Inizialmente passata in sordina, la vicenda delle pensioni degli esodati sembra esser stata finalmente inserita tra le priorità del governo. Si tratta di lavoratori che scontano la frettolosità con cui la riforma è stata varata; costoro, infatti, avevano accettato di rassegnare la proprie dimissioni in cambio di un congruo indennizzo che li avrebbe accompagnati alla pensione. Prima di accedere al trattamento previdenziale, avrebbero dovuto attendere, secondo le vecchie regole, 2 o 3 anni. Secondo le nuove, 6 o 7. Si troveranno, a un certo punto, senza indennizzo, senza salario e senza assegno pensionistico. Ebbene: presso il ministero del Lavoro si è insediato il tavolo tecnico permanente composto dal ministero stesso, da quello dell’Economia e dall’Inps. Tra 7 giorni forniranno le indicazioni per emanare, entro il 30 giugno, il famoso provvedimento ad hoc promesso da Elsa Fornero. L’idea sembrerebbe quella di concedere un’indennità di mobilità transitoria di, al massimo, 1.119 euro al mese. «L’importante è accompagnare queste persone alla pensione.
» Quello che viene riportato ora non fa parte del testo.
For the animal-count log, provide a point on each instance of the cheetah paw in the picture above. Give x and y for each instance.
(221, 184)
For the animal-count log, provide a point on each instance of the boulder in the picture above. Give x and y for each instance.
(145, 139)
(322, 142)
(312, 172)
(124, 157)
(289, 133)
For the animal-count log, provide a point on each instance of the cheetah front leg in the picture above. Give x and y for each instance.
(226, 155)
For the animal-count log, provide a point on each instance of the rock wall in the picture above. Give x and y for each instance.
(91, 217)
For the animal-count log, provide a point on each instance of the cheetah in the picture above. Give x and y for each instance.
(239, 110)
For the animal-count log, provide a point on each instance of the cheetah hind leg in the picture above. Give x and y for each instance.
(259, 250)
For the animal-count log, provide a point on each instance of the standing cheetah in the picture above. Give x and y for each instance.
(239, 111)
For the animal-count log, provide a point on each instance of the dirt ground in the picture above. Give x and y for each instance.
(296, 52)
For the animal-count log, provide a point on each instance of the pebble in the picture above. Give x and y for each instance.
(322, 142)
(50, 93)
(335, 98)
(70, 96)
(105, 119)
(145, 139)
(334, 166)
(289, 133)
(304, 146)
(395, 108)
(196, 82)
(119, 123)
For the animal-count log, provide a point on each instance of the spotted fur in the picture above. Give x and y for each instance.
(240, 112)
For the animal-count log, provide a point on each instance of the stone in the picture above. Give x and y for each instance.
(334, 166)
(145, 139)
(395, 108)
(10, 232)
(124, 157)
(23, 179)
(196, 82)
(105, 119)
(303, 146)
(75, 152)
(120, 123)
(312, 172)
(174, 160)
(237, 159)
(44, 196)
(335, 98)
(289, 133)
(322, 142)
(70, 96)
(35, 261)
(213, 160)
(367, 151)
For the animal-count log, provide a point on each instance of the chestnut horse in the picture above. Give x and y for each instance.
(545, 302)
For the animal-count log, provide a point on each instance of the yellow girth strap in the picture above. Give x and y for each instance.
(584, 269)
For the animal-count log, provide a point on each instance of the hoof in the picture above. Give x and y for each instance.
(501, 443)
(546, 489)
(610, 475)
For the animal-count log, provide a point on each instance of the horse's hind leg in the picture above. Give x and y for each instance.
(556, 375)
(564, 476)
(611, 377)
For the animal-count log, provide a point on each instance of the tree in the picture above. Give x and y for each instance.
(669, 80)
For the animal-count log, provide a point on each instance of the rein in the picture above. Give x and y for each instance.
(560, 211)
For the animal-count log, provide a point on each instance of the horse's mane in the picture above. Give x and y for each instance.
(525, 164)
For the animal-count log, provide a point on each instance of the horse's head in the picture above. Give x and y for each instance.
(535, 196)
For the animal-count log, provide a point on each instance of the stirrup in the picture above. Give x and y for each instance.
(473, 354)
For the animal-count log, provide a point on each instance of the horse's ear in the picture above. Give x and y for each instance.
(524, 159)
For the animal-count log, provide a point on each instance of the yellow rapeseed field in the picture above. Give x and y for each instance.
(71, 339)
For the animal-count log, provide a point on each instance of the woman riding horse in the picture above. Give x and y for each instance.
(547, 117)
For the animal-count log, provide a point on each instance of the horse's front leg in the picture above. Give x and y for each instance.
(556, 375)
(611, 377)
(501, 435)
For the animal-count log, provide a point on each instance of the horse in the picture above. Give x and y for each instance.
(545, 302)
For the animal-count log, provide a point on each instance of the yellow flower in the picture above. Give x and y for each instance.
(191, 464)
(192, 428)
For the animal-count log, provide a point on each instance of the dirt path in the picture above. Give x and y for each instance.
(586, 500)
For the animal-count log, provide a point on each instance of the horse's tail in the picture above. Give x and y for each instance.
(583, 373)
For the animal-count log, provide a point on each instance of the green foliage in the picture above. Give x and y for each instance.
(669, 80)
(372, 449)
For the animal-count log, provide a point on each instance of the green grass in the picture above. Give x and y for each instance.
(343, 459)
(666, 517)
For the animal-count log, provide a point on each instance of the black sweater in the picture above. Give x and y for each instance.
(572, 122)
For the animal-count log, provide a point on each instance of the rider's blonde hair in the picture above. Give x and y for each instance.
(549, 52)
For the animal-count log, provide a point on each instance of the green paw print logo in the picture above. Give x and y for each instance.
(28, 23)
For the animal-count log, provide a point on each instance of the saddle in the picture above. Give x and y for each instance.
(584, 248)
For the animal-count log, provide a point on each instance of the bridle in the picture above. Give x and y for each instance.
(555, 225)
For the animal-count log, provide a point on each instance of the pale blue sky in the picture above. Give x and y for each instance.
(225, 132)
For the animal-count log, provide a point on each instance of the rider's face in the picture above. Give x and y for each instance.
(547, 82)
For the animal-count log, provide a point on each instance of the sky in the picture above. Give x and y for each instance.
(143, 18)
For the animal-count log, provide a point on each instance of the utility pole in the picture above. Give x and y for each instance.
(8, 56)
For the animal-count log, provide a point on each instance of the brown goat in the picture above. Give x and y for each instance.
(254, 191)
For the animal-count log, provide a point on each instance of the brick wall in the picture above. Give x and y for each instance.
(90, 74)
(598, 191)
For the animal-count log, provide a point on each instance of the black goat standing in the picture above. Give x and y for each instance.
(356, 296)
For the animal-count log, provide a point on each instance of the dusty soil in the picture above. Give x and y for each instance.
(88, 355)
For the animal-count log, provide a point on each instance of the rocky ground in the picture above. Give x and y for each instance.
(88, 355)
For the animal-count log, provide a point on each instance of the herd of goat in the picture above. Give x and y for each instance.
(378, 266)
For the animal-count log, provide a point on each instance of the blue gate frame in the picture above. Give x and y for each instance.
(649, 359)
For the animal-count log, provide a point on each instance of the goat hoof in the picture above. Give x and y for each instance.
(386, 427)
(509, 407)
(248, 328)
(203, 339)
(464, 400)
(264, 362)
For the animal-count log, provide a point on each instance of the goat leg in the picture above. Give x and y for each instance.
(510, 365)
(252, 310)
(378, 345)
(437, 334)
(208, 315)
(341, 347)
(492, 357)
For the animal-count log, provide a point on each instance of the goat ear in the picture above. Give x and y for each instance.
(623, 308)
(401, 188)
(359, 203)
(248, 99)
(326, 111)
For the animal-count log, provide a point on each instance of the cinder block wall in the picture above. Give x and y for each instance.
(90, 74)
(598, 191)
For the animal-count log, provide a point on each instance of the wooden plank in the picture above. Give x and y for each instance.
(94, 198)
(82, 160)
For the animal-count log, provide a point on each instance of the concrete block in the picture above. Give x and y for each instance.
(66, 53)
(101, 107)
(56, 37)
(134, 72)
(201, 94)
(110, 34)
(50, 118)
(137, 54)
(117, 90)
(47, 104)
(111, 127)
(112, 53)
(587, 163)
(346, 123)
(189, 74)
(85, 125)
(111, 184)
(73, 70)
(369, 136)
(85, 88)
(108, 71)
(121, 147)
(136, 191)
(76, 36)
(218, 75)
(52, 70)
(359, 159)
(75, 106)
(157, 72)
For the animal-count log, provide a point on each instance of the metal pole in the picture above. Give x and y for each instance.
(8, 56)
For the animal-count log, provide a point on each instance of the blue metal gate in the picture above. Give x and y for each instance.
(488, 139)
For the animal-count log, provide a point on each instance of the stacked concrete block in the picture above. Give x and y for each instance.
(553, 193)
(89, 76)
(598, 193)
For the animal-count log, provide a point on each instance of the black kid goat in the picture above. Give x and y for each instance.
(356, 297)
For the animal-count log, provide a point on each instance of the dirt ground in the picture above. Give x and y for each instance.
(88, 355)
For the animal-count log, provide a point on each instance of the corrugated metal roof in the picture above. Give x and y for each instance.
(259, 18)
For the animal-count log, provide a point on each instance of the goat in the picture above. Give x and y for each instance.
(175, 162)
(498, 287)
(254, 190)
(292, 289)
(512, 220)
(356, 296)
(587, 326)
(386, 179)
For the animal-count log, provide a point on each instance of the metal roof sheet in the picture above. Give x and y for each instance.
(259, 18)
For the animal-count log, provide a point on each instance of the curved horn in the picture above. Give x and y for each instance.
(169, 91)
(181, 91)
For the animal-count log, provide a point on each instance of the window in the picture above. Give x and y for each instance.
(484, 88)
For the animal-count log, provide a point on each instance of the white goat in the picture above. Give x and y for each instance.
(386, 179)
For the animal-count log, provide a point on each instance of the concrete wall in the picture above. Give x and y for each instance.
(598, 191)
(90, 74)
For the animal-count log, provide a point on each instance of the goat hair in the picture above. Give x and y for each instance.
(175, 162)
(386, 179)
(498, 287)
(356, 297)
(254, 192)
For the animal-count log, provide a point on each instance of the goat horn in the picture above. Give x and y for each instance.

Il problema di fondo non consiste nel nome che si intende dare all’eventuale soluzione, ma nel trovarla», afferma, raggiunto da ilSussidiario.net Giovanni Centrella, segretario generale dell’Ugl. «Chiamarla indennità di mobilità o in altra maniera – aggiunge – fa ben poca differenza».
Qualcuno potrebbe obiettare che, per molti, 1.119 euro rispetto al precedente stipendio, all’indennizzo ricevuto per cessare il rapporto di lavoro o all’assegno mensile, è ben magra soddisfazione. «Partiamo dal presupposto – replica – che il 95-96% dei lavoratori esodati sono operai o impiegati. Certo, figurano nella categoria anche i dirigenti. Ma, benché sia necessario tutelare anch’essi, rappresentano la quota minore». Anche l’Ugl, come tanti altri, chiede che per costoro si faccia una legittima eccezione. «Chiediamo una deroga che consenta loro di andare in pensione con le vecchie regole. Tuttavia, siamo pronti a discutere di qualsiasi altra soluzione». Quanti siano i cittadini interessati dagli esodi è un calcolo non ancora disponibile. Non ci sono, a oggi, stime ufficiali. Si va da un minimo di 60mila a un massimo di 357mila, come ha suggerito l’ex ministro del Lavoro Cesare Damiamo. «Secondo noi – afferma Centrella -, non è escluso che siano molti di più. Molti lavoratori hanno siglato degli accordi differenti da quelli delle grandi o medie aziende. Ovvero, intese prive dei crismi dell’ufficialità previsti dall’attuale disciplina, senza il coinvolgimento dei sindacati nazionali e del ministero del Lavoro. Si è trattato, in sostanza, di accordi individuali tra il lavoratore e l’azienda». In sostanza, «quando lo stesso presidente dell’Inps afferma che non possono essere conteggiati, siamo di fronte a un grosso problema. Sarebbe, quindi, necessario identificare una norma che consenta di applicare le deroghe a chiunque abbia sottoscritto un accordo di esodo».
Il segretario dell’Ugl ci tiene a sottolineare la disponibilità a non arroccarsi sulle proprie posizioni: «se il governo dovesse confessarci che non esiste altra soluzione se non quella di dare a tutti non più di 1119 euro, non mi straccerei le vesti per il dirigente che guadagnava molto di più. L’importante è che tutti siano messi nelle condizioni di poter arrivare alla pensione mantenendosi dignitosamente».
Si è calcolato che un’indennità del genere costerebbe attorno ai tre miliardi l’anno. «Non sta al sindacato individuare l’eventuale copertura. Già a suo tempo, in ogni caso, avevamo suggerito di introdurre una patrimoniale per far fronte alle esigenze». Domenica scorsa il sottosegretario all’Economia Gianfranco Polillo aveva liquidato la questione affermando che, essendo cambiate le condizioni a posteriori, gli accordi potevano essere considerati nulli. «Il sottosegretario ha fatto un’ipotesi semplicistica. Non è così che si risolvono i problemi. Del resto, non so come il sistema delle imprese potrebbe reggere all’urto di 350mila lavoratori che d’un tratto tornano al lavoro».